We see this somewhat dramatically highlighted in John 14-17. Jesus would soon be betrayed by Judas, denied by Peter and deserted by all his disciples. Soon he would hang broken and alone on a Roman cross. As he tells his disciples that he will be with them "only a little longer" (John 13:33), he sees and senses that the bottom is falling out of their world. What will our Lord Jesus do to encourage and help his distressed and bewildered disciples? How will he help them to cope with the turmoil that is engulfing their lives? What follows is staggering: Jesus instructs his spiritually debilitated disciples in the doctrine of the Trinity.
Our Lord did not think that doctrine was redundant to the pressing needs of his disciples. On the contrary, he patiently unfolds to them, as much as they are able to bear (and more), the intra-Trinitarian life of their Triune God. He tells Philip that anyone who has seen him has seen the Father (14:9). He tells them all that he is in the Father and that the Father is in him (14:10). Jesus wants his disciples to know that though he is the Son and not the Father, nonetheless, he and his Father mutually indwell one another (three times he tells them this). And then, when he proceeds to speak of the Holy Spirit, Jesus tells them that he will be to them "another Counsellor" (14:16), i.e. a Counsellor (Helper, Encourager, even Comforter) like himself. What is Jesus doing? Very simply, he sees the distress and depth of need in his beloved disciples and ministers to them the spiritual medicine that will best strengthen and encourage their flagging spirits. How could the doctrine of "mutual indwelling" (the early Greek fathers called this "perichoresis") help storm-tossed believers?

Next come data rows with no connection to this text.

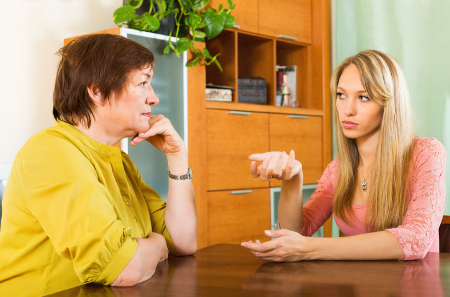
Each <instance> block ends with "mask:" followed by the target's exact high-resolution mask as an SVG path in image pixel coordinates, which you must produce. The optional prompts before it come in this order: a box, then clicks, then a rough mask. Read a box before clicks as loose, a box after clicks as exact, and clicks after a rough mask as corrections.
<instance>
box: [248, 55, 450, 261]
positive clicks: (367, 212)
mask: <svg viewBox="0 0 450 297" xmlns="http://www.w3.org/2000/svg"><path fill="white" fill-rule="evenodd" d="M331 91H332V94H335V98H336V99H335V100H336V102H335V103H336V104H335V109H334V113H335V120H336V121H335V125H336V136H337V151H338V157H337V158H336V159H335V160H334V161H333V162H331V163H330V164H329V165H328V167H327V168H326V170H325V172H324V173H323V175H322V178H321V179H320V180H319V183H318V186H317V189H316V191H315V192H314V193H313V195H312V196H311V198H310V199H309V200H308V202H307V203H306V204H305V205H304V206H303V205H302V183H303V174H302V165H301V163H300V162H299V161H297V160H295V155H294V152H293V151H291V152H290V153H289V155H287V154H286V153H284V152H268V153H264V154H254V155H251V156H250V160H252V163H251V172H252V175H253V176H254V177H260V178H261V179H263V180H268V179H271V178H276V179H279V180H282V186H281V197H280V202H279V206H278V209H279V210H278V217H279V225H280V227H281V228H282V229H281V230H272V231H266V235H267V236H269V237H271V238H273V240H271V241H267V242H264V243H260V242H259V241H257V242H256V243H253V242H251V241H250V242H243V243H242V246H244V247H246V248H248V249H250V250H251V251H252V252H253V253H254V254H255V255H256V256H257V257H258V258H260V259H263V260H266V261H277V262H285V261H299V260H309V259H324V260H326V259H329V260H336V259H343V260H344V259H351V260H363V259H373V260H375V259H403V260H413V259H422V258H423V257H424V256H425V255H426V254H427V253H428V252H429V251H431V252H439V236H438V228H439V225H440V222H441V220H442V216H443V212H444V203H445V162H446V153H445V150H444V147H443V146H442V144H441V143H439V142H438V141H437V140H436V139H434V138H429V139H423V138H418V137H417V136H416V134H415V131H414V121H413V116H412V111H411V106H410V98H409V94H408V89H407V85H406V81H405V78H404V74H403V72H402V70H401V68H400V66H399V64H398V63H397V62H396V61H395V60H394V59H393V58H392V57H391V56H389V55H387V54H385V53H382V52H379V51H375V50H368V51H363V52H360V53H359V54H357V55H355V56H352V57H350V58H348V59H346V60H345V61H344V62H343V63H342V64H341V65H340V66H339V67H338V68H337V69H336V70H335V72H334V73H333V76H332V78H331ZM302 157H307V156H302ZM257 161H262V164H261V165H260V166H257V163H256V162H257ZM332 213H333V214H334V217H335V220H336V223H337V225H338V227H339V229H340V230H341V231H342V232H343V233H344V234H345V235H346V237H340V238H315V237H309V236H311V235H312V234H313V233H314V232H316V231H317V229H318V228H319V227H320V226H322V225H323V223H325V221H326V220H327V219H328V218H329V217H330V216H331V214H332Z"/></svg>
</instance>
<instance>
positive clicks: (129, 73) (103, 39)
mask: <svg viewBox="0 0 450 297" xmlns="http://www.w3.org/2000/svg"><path fill="white" fill-rule="evenodd" d="M56 54H57V55H59V56H61V61H60V62H59V64H58V69H57V73H56V81H55V90H54V92H53V116H54V118H55V119H56V120H62V121H65V122H67V123H69V124H72V125H78V124H83V125H85V126H86V127H87V128H89V127H90V126H91V116H92V117H94V111H93V109H94V108H95V104H94V102H93V101H92V99H91V97H90V96H89V93H88V91H87V88H88V87H91V86H95V87H97V88H98V89H99V91H100V93H101V94H102V96H103V100H109V99H110V97H111V95H113V94H116V95H119V94H120V93H121V92H122V91H123V90H124V89H125V87H126V82H127V79H128V75H129V74H130V72H131V71H133V70H136V69H143V68H146V67H151V68H154V66H155V58H154V56H153V53H152V52H151V51H150V50H149V49H148V48H146V47H145V46H143V45H141V44H139V43H137V42H135V41H133V40H130V39H127V38H125V37H123V36H120V35H112V34H93V35H85V36H81V37H78V38H76V39H74V40H72V41H71V42H70V43H69V44H67V45H66V46H64V47H62V48H61V49H59V51H58V52H57V53H56Z"/></svg>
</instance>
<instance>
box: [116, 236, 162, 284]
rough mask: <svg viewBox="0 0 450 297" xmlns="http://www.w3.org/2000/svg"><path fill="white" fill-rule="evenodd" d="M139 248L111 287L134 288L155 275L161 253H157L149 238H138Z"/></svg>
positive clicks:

First, it would encourage them to know that Jesus was not acting alone in his life and ministry. All Jesus did, he did in holy concert with the Father and the Spirit. They are One in their Three Persons. His mission was a Trinitarian mission. Second, they would be encouraged to know that Christ's work was under-written, guaranteed by the Godhead. How could the Saviour fail when he and the Father were One? Third they would be reassured to hear that the love Jesus had for them was a love he shared with his Father and the Holy Spirit. He tells them in 14:23 that the Father loves all those who love him and that they will come together and make their home with them. Just as the whole course of our Lord Jesus' earthly life was shaped, guided and under-written by the Godhead and so gave him poise and assurance, so he seeks to anchor his disciples' lives in the same truths that anchored his life.
Doctrine is not an optional extra; it is vital to our spiritual well-being and sanity. Truth is the currency of the believing life. The moment you discount doctrine or relegate it to the periphery of your life, that very moment you will begin to slip and slide in your faith and become a prey to every passing wind that blows through Christ's church. Of course doctrine is no substitute for a living relationship with the Lord; but every living relationship with the Lord that grows is fuelled by the great doctrines of the Faith. On the 7th January 1855, Charles Spurgeon opened his morning sermon with these words; "the highest science, the loftiest speculation, the mightiest philosophy, which can ever engage the attention of a child of God, is the name, the nature, the person, the work, the doings, and the existence of the great God whom he calls his Father ... the most excellent study for expanding the soul, is the science of Christ, and him crucified, and the knowledge of the Godhead in the glorious Trinity. Nothing will so enlarge the intellect, nothing so magnify the whole soul of man, as a devout, earnest, continued investigation of the great subject of the deity. . . Would you lose your sorrow? Would you drown your cares? Then go, plunge yourself in the Godhead's deepest sea . . . " What more needs to be said?